I've heard him say in interviews that his sleeping in the bed with little boys is harmless; it's "charming" and "dear". First of all, what grown man uses those terms under any circumstances and in any context? And then, I can firmly state that neither of my brothers has ever slept in the bed with any one of my three sons. I can't recall an uncle, a close friend of the family, or any other adult for that matter, outside of my husband and myself and perhaps a grandparent at some time, sleeping in the bed with them. Even on those occasions, they were very small and they stayed only until they fell asleep, at which point they were taken back to their own beds.

I cannot conceive of parents taking their flesh and blood child, a son, and delivering him to a grown man who wants to keep them out while he closes up in a room to "play", and sleep in the bed with the child. If you think about it, in the house, the average man wants to be where the kids are not. If he is in the room with them, he's hogging the Playstation, the X-Box, or the computer and the kids are in there with you, complaining about him and begging you to come and get him out.

Most of us can probably identify with having that one relative with whom we don't let the kids be alone for too long. Why would someone allow an essential stranger to do that, even if he is an internationally recognized music icon? Especially since he's an icon who's been loudly accused in the press of shady behavior with kids in the past? Is it the fame? The money? Both? If so, isn't that a form of pimping, even if it is all as innocent as Michael says it is? I understand that the parents usually get paid in some way, often expensive gifts, trips, even houses, for affording Michael the child's company. Isn't that bartering in human flesh? I thought that was against the law.
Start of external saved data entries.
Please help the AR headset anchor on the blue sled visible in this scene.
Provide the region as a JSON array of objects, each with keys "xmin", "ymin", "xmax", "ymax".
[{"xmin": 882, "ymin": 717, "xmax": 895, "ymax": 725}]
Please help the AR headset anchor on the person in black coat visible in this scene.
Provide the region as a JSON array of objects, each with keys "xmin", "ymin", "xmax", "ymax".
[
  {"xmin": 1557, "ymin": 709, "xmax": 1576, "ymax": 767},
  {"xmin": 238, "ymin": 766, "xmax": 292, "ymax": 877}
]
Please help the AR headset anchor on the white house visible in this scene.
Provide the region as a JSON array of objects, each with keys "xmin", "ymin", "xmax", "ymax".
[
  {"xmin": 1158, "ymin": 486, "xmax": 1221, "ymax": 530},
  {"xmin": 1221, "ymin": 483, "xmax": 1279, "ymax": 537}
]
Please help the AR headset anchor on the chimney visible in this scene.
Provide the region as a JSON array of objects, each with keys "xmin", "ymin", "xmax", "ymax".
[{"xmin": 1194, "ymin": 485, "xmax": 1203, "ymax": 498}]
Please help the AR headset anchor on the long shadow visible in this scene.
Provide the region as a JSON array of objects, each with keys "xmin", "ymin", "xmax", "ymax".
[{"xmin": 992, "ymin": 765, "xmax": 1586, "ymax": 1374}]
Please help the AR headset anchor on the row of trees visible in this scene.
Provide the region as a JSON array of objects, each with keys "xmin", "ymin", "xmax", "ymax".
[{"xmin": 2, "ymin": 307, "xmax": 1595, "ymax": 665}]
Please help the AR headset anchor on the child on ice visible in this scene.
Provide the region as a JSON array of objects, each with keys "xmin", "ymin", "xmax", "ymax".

Maybe I'm the one who's wrong.

But then, getting back to the not dealing with reality thing. It would seem to me that if Michael had been in trouble for this sort of behavior once before, and got out of it by paying out a large sum of money, he'd be careful to not put himself in the position to be accused of it, falsely or otherwise, again. I would think that he'd see kids and go in the other direction. If he was right, closing up with kids would be the last thing he'd want to do, but there he was doing it again in that Bashir interview for the whole world to see.

I don't know about anybody else, but I only have to step in dog doo-doo once to know that I don't want to do it again. On the second go 'round, I see the turds, know what they are, and I give them a wide berth, avoiding them completely. Not Michael. He went right back to it. He's either arrogant beyond words, supremely stupid, or he has a compulsion that he cannot control.

Way back in the early eighties, when he began proclaiming himself Peter Pan and professing his great love for children, I was questioning why we only saw him with boys. They were always boys of a certain age and look, a definite pattern. He'd carry them around on his hip like they were toddlers or pets. When the boy of the moment got too big or too old, he'd drop him, and then we'd see him with the next one; dressed like him, moving like him, dancing with him, etc. I can recall screaming way back then that if he were anyone else, people would be running from him with their kids tucked safely under thier arms.

In the matter of Michael Jackson, the lambs are delivered to him. I'm not sure if it's to the slaughter or not, but with my own children, I wouldn't take the chance. I think in this case, whatever it turns out to be, the parents, and the public's wholesale hero worship of someone who is gifted musically, athletically, etc, but remains underneath a mere human being with human flaws, is as much to blame as the individual.